Inside Enron, CEO Stephen Cooper
H O U S T O N, Feb. 20 -- Enron may be bankrupt, but it's still open for business. It's a messy mix of jittery workers, moving boxes and empty offices — but 20,000 people still get regular paychecks from the company, and 2,500 of those employees are in Houston.
And many of those inside Enron say it can actually survive. One of its stronger supporters is the company's temporary CEO, Steven Cooper.
ABCNEWS' Claire Shipman spoke with Cooper in an exclusive interview for Good Morning America.
Asked about Enron's chances, Cooper said he thinks the company's odds are good and he expects that Enron will return to the basics it started with.
"It's not as if this is a slam-dunk and it is not as if this is going to be without stressful moments," Cooper said, from his offices in the glittering Enron building's opulent 50th floor, where the old bosses have been thrown out of their plush suites. "It may be boring, it may not have the sex appeal of a trading operation, but it's a hell of a good business by way of predictability and cash flow."
‘The Crime Is That This Happened’
Of the investigations swirling around the company — both the Securities and Exchange Commission and the Justice Department are looking into the firm and its longtime auditor, Arthur Andersen — Cooper called it unacceptable that some former top executives said they didn't realize the company was in serious trouble right before it went bankrupt.

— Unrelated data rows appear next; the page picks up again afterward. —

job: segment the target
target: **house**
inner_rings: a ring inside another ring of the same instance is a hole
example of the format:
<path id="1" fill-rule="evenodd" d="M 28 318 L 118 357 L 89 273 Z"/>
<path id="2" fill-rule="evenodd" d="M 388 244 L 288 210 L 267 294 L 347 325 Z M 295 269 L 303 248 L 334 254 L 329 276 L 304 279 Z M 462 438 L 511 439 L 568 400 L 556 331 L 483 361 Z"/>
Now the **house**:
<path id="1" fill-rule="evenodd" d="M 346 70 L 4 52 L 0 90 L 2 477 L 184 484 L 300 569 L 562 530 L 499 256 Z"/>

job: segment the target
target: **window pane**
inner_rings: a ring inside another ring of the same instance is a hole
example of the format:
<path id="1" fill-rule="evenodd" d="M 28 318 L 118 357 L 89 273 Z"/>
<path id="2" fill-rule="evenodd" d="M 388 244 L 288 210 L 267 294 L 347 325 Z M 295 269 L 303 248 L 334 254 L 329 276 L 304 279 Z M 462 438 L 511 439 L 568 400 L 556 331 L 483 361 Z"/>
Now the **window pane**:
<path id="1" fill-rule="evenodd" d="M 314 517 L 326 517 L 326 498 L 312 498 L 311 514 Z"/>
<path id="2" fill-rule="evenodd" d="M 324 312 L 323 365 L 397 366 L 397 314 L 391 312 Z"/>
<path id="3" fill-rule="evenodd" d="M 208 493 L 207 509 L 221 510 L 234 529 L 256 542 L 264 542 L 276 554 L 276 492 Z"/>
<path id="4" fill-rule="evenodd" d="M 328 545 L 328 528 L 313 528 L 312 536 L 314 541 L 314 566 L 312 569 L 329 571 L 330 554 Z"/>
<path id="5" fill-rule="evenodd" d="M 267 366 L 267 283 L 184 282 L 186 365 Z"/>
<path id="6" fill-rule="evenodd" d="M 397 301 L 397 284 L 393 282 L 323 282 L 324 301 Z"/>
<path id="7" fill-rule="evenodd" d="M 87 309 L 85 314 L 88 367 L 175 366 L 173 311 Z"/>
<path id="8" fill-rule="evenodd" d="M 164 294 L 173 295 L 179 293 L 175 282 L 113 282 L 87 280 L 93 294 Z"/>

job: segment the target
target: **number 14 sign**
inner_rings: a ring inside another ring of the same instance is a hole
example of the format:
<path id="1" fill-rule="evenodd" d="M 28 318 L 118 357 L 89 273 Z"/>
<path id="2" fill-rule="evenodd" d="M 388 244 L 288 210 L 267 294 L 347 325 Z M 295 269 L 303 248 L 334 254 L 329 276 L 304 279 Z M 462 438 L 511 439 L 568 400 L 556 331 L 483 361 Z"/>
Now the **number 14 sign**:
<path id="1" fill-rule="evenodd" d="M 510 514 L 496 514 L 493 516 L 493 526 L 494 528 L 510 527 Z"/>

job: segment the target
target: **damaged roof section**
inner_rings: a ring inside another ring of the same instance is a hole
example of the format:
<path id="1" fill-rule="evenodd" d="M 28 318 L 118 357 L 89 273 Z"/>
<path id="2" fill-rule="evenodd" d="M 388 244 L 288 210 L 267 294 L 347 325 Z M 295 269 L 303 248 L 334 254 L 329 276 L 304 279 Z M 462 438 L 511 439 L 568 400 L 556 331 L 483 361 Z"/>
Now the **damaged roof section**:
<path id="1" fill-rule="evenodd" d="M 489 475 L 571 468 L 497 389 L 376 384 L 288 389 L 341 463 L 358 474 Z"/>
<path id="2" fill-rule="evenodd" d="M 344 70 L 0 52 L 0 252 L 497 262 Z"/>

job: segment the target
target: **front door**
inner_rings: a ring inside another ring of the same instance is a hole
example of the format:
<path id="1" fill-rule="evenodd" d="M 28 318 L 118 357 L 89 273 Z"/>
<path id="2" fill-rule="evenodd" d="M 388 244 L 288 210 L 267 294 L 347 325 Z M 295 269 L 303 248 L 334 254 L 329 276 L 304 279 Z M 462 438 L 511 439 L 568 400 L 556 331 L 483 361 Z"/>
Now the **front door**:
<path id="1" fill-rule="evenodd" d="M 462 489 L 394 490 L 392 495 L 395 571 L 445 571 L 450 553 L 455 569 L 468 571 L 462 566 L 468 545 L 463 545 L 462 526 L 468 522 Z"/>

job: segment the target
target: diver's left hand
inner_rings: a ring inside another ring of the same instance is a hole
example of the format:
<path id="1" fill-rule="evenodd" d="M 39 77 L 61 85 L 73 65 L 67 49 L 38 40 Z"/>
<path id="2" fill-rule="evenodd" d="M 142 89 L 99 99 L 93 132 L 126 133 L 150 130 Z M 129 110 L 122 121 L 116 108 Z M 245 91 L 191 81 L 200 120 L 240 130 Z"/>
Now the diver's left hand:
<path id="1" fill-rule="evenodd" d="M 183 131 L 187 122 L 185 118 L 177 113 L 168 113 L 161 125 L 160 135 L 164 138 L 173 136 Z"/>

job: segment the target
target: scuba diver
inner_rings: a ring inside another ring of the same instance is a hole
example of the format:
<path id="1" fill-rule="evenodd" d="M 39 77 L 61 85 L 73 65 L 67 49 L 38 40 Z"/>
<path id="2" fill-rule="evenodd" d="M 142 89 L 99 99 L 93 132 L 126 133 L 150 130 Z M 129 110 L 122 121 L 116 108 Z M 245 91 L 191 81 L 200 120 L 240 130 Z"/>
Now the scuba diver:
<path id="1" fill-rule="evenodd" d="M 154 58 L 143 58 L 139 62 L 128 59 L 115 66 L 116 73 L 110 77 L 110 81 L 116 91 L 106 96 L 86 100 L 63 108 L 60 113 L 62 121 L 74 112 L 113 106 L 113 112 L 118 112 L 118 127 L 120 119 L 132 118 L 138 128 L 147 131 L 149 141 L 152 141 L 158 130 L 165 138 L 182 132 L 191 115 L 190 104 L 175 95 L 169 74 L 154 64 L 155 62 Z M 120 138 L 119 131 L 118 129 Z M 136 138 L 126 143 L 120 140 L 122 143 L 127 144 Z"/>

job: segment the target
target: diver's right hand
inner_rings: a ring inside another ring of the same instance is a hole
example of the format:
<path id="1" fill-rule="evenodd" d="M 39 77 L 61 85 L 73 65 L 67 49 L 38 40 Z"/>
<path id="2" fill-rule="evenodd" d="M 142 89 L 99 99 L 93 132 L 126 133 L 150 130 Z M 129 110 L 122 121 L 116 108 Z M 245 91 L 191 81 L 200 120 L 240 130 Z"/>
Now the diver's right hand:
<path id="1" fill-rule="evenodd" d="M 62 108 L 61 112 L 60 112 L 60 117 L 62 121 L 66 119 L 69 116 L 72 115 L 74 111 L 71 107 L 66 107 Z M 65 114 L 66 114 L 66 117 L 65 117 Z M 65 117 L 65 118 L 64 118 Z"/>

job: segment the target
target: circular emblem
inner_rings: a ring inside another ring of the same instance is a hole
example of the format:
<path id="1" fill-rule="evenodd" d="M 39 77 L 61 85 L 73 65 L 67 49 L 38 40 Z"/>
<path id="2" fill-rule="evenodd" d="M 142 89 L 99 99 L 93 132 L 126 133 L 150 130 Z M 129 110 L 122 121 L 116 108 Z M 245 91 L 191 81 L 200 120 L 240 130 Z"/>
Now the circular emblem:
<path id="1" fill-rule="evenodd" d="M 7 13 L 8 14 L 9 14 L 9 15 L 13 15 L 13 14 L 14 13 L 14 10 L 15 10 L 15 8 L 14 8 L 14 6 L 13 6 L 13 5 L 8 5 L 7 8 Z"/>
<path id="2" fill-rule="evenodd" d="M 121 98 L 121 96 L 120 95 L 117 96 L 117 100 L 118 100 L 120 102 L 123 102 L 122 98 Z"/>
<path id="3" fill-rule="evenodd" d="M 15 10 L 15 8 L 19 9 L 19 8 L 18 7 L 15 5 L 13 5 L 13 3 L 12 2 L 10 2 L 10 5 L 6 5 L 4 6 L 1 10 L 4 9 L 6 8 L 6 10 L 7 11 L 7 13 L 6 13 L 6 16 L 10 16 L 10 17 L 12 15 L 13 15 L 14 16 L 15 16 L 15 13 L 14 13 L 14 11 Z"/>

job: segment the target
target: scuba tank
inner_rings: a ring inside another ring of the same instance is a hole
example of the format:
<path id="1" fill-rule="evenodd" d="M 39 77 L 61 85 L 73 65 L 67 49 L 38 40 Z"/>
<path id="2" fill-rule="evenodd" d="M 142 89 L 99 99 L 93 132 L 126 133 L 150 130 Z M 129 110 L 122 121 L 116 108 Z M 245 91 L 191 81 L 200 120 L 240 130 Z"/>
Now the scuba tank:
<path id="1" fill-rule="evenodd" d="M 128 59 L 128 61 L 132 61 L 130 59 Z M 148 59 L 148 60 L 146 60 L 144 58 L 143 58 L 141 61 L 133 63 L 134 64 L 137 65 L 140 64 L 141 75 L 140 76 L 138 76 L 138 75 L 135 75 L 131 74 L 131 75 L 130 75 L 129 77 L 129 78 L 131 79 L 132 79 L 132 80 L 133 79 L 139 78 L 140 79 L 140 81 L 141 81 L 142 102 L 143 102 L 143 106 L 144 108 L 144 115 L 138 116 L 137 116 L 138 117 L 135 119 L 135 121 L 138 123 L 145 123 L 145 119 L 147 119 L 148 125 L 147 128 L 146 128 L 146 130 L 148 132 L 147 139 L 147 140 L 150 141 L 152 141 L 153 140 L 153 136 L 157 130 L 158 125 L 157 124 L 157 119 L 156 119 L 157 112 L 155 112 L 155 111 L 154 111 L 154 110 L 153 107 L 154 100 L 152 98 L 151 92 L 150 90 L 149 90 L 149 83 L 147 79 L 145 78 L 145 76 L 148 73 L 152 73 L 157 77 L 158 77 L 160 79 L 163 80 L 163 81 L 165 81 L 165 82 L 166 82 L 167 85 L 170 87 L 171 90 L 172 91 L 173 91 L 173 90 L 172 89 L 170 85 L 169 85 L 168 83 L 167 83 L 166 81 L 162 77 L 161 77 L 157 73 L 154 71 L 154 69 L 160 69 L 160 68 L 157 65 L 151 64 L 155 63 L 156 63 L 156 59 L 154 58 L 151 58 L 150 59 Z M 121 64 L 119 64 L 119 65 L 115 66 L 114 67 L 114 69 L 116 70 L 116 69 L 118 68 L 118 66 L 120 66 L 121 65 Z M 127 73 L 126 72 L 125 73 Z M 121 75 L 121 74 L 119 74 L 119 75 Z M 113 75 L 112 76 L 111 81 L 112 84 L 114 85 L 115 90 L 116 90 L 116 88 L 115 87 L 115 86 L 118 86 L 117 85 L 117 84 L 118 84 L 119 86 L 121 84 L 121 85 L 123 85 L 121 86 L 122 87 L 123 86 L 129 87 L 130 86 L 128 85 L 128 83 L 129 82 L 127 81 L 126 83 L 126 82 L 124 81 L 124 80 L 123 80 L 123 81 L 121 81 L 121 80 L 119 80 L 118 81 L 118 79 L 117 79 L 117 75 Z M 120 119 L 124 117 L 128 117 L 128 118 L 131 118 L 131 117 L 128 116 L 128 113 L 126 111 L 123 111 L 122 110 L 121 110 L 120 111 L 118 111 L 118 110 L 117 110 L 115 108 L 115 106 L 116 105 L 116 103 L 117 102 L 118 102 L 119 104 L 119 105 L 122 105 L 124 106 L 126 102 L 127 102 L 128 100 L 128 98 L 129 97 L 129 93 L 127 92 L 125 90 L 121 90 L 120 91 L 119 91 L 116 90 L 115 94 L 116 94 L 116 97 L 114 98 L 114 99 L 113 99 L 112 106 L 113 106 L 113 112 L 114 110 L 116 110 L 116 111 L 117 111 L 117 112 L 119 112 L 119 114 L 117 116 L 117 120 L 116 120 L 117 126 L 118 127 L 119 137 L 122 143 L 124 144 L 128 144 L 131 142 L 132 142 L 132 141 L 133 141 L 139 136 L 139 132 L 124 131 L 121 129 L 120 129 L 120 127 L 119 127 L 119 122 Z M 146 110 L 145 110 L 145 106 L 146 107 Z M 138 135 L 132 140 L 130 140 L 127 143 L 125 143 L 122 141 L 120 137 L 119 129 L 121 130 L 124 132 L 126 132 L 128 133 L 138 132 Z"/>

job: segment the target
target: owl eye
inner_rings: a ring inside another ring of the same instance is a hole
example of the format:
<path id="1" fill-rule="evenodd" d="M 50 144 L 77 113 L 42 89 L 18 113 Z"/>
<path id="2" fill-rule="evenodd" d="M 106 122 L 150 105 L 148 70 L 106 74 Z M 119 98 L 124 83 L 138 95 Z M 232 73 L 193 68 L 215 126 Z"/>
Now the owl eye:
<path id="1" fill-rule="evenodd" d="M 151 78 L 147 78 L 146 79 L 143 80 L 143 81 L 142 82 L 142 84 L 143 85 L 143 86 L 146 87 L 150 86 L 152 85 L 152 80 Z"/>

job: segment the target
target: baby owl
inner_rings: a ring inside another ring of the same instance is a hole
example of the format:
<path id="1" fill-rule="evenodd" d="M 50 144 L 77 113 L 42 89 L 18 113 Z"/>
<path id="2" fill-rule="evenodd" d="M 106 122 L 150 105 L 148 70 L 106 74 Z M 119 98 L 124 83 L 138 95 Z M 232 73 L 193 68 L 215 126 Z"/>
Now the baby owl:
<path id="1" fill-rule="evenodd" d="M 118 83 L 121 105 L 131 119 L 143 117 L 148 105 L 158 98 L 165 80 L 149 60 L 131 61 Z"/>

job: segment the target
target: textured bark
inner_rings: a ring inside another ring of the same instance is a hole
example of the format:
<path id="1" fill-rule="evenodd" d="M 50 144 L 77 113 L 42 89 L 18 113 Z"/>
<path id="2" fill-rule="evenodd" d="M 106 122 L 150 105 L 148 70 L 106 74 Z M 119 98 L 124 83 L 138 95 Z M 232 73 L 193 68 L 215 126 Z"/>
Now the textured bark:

"It seems to me that the top executives were responsible for knowing what was going on," Cooper told Shipman. "If you're accounting for knowing what's going on and you don't, it's omission, and if you knew what was going on and you did nothing about it, it's commission. Either one is unacceptable," he said.
Cooper stressed that the special limited partnerships that hid the company's finances will not be part of the new Enron. But he said he doesn't know if crimes were committed at Enron.
"I know the crime is that this happened. The crime is that all of these people have been hurt and what may have been a company that could have grown nicely and steadily," said Cooper, adding: "The crime is that somebody turbo-charged it to the point where it just poof — blew up."